In point of fact, I couldn’t even remember the origins myself. He was just always . . . Goose. Of course, he was Alastair Greaves in truth, but no one has ever called him that in my hearing.

Jamie turns to Daniel. “I can’t really imagine whispering ‘Goose’ in bed, can you?”

A firm shake of Daniel’s head. “Not even dignifying the question with an answer.”

“Now, did you do something to a goose to earn your moniker?”

Goosey pretends to think about it for a moment. “Not so much ‘to’ as ‘with,’ I’d say.”

“The goose verbally consented,” I say.

Daniel turns to Sophie. “I post-and preemptively apologise for literally everyone at this table, for everything they’ve said or are going to say, for the rest of the night.”
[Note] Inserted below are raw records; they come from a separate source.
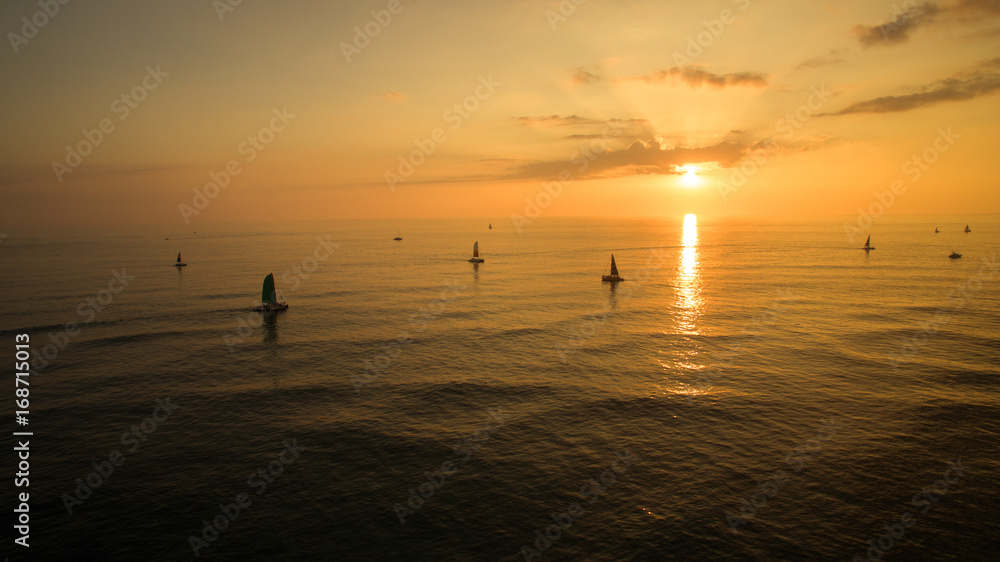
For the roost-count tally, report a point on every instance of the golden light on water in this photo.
(689, 300)
(689, 177)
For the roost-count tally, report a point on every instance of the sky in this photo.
(201, 112)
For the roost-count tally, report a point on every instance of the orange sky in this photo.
(400, 108)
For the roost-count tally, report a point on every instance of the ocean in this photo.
(755, 390)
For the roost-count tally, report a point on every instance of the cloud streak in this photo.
(899, 29)
(696, 76)
(924, 14)
(642, 157)
(984, 80)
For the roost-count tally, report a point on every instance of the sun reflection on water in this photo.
(689, 279)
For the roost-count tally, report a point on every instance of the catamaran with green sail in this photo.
(269, 297)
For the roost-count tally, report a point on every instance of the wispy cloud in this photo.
(584, 76)
(980, 81)
(393, 96)
(696, 76)
(642, 157)
(833, 57)
(556, 120)
(589, 128)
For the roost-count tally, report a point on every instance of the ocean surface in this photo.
(754, 390)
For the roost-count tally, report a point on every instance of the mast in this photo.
(268, 293)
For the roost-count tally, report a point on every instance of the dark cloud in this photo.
(916, 15)
(898, 30)
(642, 157)
(978, 6)
(696, 76)
(982, 80)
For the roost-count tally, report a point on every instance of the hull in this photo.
(269, 307)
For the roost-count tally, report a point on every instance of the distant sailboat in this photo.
(614, 277)
(269, 297)
(475, 254)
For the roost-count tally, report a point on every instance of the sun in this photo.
(689, 175)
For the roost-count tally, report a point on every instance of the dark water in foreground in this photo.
(733, 351)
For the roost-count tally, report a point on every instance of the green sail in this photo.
(268, 295)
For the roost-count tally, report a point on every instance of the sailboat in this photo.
(614, 277)
(269, 297)
(475, 254)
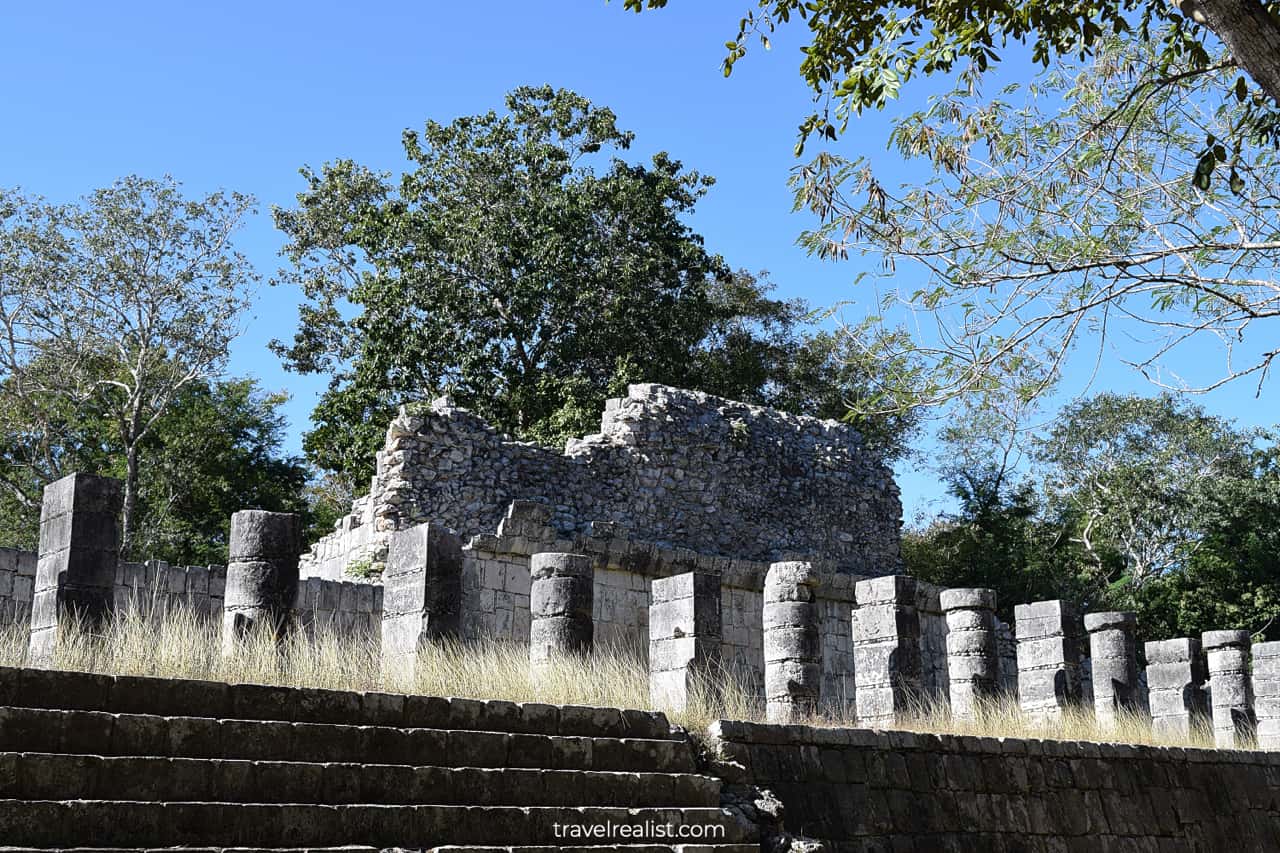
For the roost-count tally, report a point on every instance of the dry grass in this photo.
(183, 644)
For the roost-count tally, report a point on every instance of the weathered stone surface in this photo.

“Apology accepted,” she says, kissing Daniel on the cheek.

“I think you have competition for your most-disgusting-couple award,” Jamie says to Mara.

“We’re not disgusting,” Mara says, then pauses thoughtfully. “We’re . . .”

“Smutty?”

“Yes!”

“I do have other friends,” Daniel says to Sophie.

Mara raises her glass. “But only one sister.”

“I will drink to that.” Daniel clinks his glass to hers.

“So what are you all doing in New York?” Sophie looks at each of us.

Jamie lies first. “Early admission to NYU.”

Sophie’s eyebrows scrunch together. “That’s . . . I didn’t know that was a thing,” she says slowly. “So you graduated from Croyden early?”

“Yes,” Jamie says, his voice distinct and resonant now. The Jedi mind-fuck at work. “Mara and Noah too, in point of fact.” It’s the party line we’re towing—Mara’s family swallowed it eagerly. They want to believe; Jamie just helps them along.

Sophie nods, grins broadly, erasing all signs of scepticism. “And you guys”—she looks at us—“Are you going to stay here too?”

Mara’s nose wrinkles with her smile. “Yeah,” she says, turning to me. “I think we are.”

“What are you going to do?”

I look at my girl. “Whatever we want.”